Narrows was a tad bumpy Saturday, Sunday would have been *much* better. I suspect this weekend should be fine. Bridges wasn't bad last Sunday if you don't mind an ELFing run, it was even better with snow.


----------



## bobbuilds (May 12, 2007)

We did a few laps thursday and it was in the .3-.4 range. Bumpy for sure, but all the drops went well.

We are going up for more laps this afternoon if anyone wants to join. My wife is trying out the new camera, so we'll hopefully post some pics when we get back.

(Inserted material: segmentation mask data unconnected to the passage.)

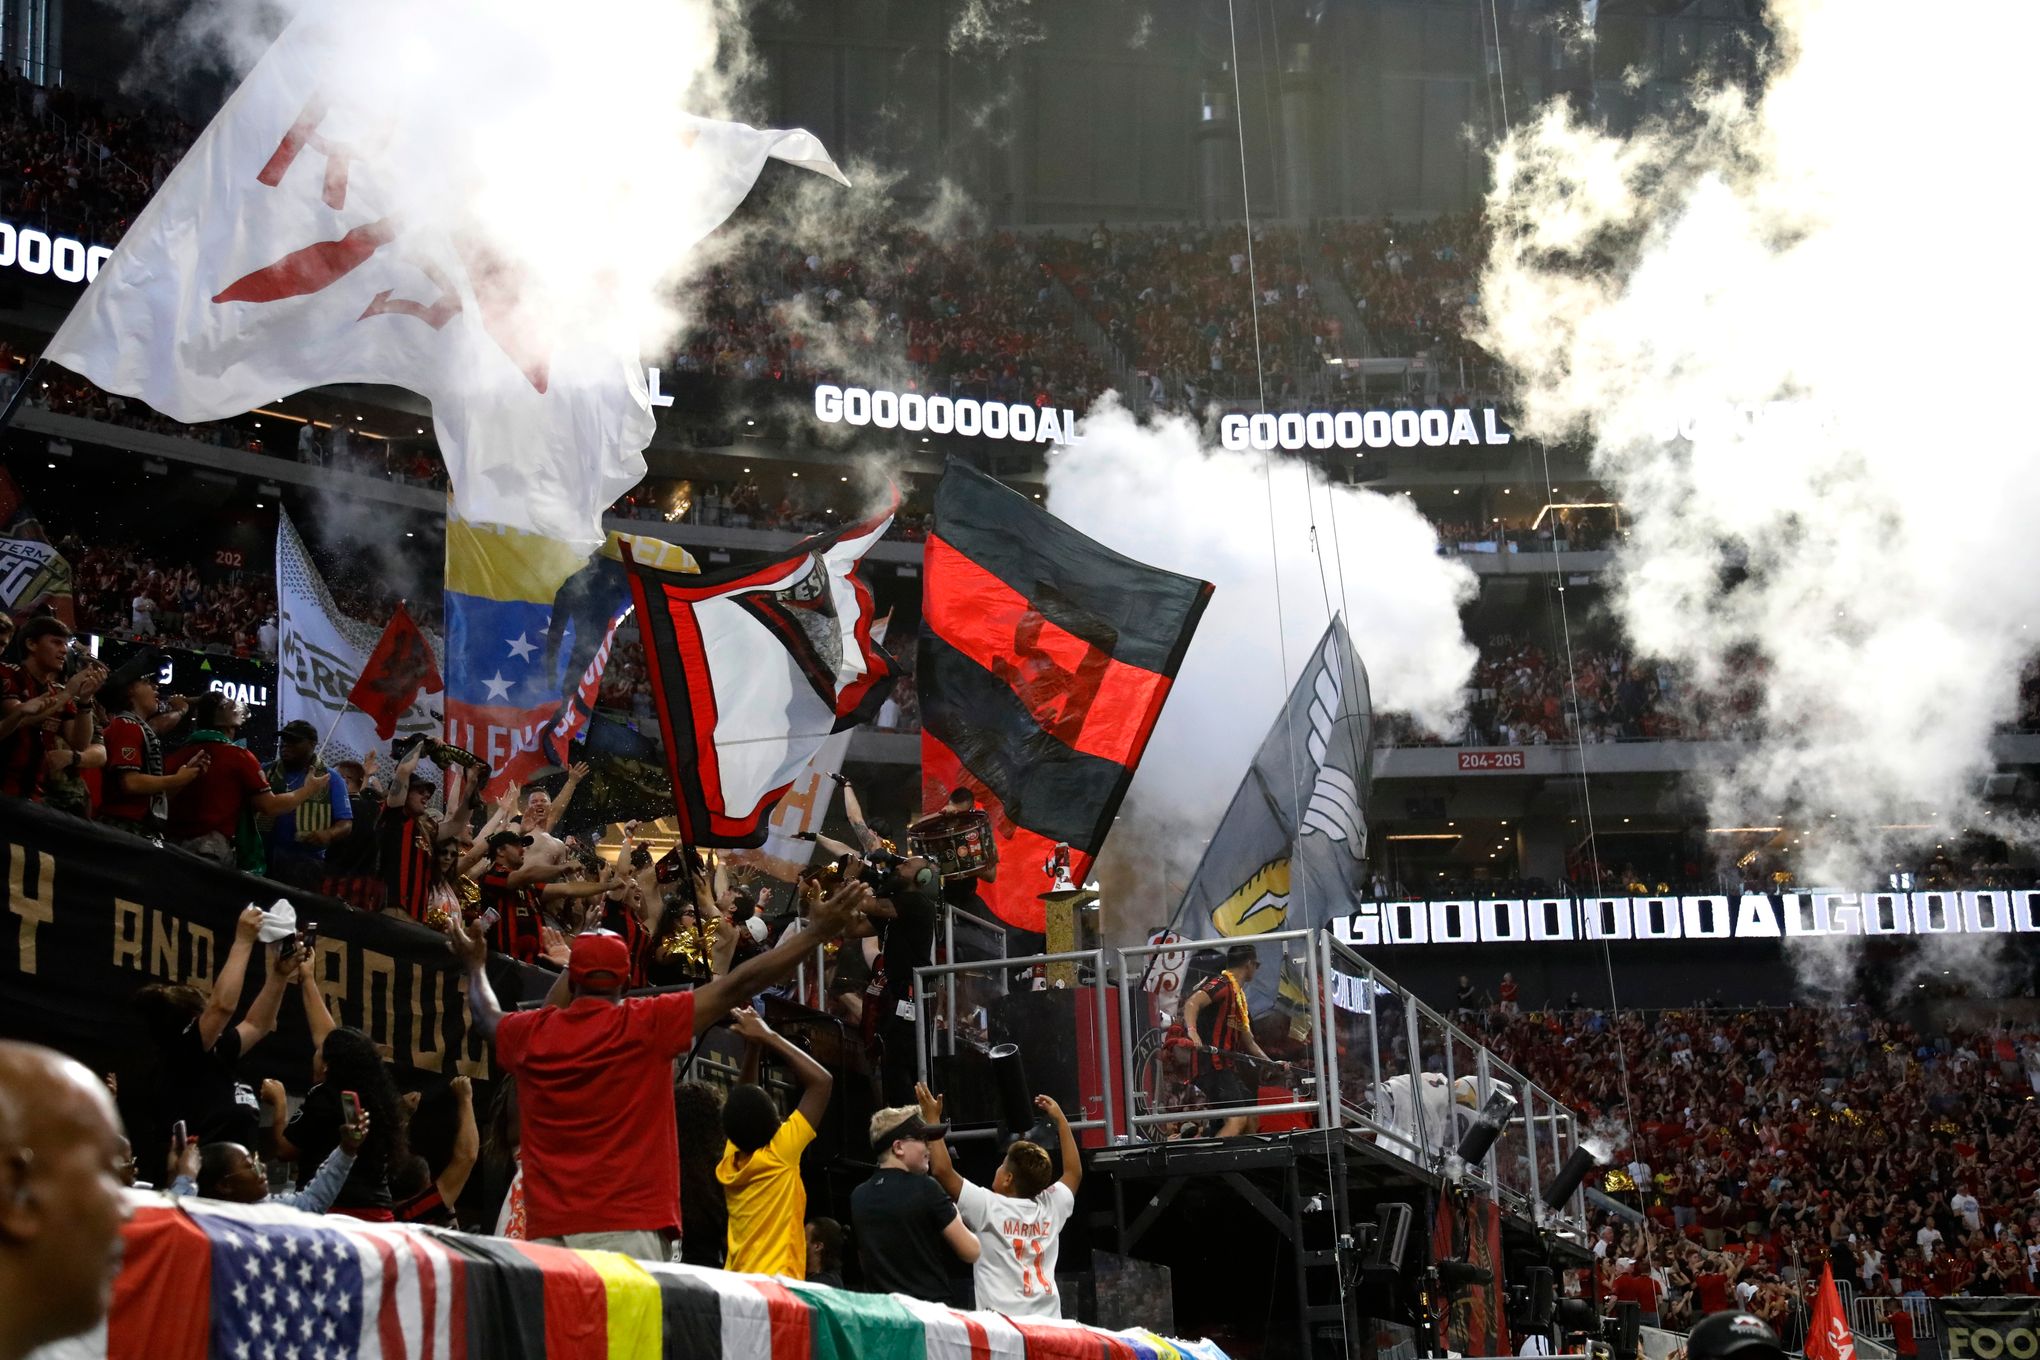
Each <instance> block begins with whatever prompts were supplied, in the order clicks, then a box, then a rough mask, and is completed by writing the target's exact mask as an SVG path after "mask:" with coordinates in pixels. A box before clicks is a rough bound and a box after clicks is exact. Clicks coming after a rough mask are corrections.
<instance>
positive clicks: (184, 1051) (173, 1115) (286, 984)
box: [135, 907, 302, 1185]
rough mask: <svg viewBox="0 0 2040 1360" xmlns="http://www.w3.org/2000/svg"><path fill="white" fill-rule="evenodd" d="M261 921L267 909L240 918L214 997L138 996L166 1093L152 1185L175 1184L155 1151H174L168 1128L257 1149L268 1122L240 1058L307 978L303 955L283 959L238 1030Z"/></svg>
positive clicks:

John and Paul are the most accurate with the flow totals, about or just over 100cfs at the narrows.

Also, they will open the larime tunnel soon as well, and that will cause a large jump to the main canyon. wild and scenic my ass, but i'll be glad to have the water!!!


----------



## FatmanZ (Sep 15, 2004)

*Filter is running at nice level*

Filter Plant is running at a nice and forgiving level. I took the kids up there Saturday evening and had a nice run in the kayaks. A couple shallow areas to pick your way thru at this level but all manageable - saw several fishing rafts floating the stretch.


----------



## Jensjustduckie (Jun 29, 2007)

Airplane boof on Sunday


----------



## adgeiser (May 26, 2009)

2 weekends ago (original post time) lower had some FU rocks but boated fine.
this past weekend no issues nice low flow paddling, clear path throughout and the boof at the end was even doable.


----------



## radman152 (May 9, 2010)

Here's the rock this morning. I think it's about 1. 










Sent from my iPhone using Mountain Buzz


----------



## bobbuilds (May 12, 2007)

radman152 said:


> Here's the rock this morning. I think it's about 1.
> 
> View attachment 8220
> 
> ...


are you up for a lap tonight?


----------



## Marty (Oct 14, 2003)

radman152 said:


> Here's the rock this morning. I think it's about 1.


Optimistic 1 

We tested PRR reports this morning, and it looks like everything worked OK. Expect regular reports soon. Posts to the PRR website should appear in email/texts and the PRR Facebook page. River regulars who want to post should contact me.

Marty
bell at metlogic dot com


----------



## GAtoCSU (Apr 18, 2005)

Marty said:


> Optimistic 1
> 
> We tested PRR reports this morning, and it looks like everything worked OK. Expect regular reports soon. Posts to the PRR website should appear in email/texts and the PRR Facebook page. River regulars who want to post should contact me.
> 
> ...


Hope you boys get at it this year! I miss those laps with you guys. 

Scott


----------



## ecarlson972 (Apr 24, 2007)

Anybody up for a lap or two this afternoon?


----------



## swig_squid (Jun 14, 2012)

*narrows*

ill be up there around 12:30 1 doing laps on lower narrows. hope to see you there


----------



## radman152 (May 9, 2010)

The rock looked like a 1.2 this morning. 









Sent from my iPhone using Mountain Buzz


----------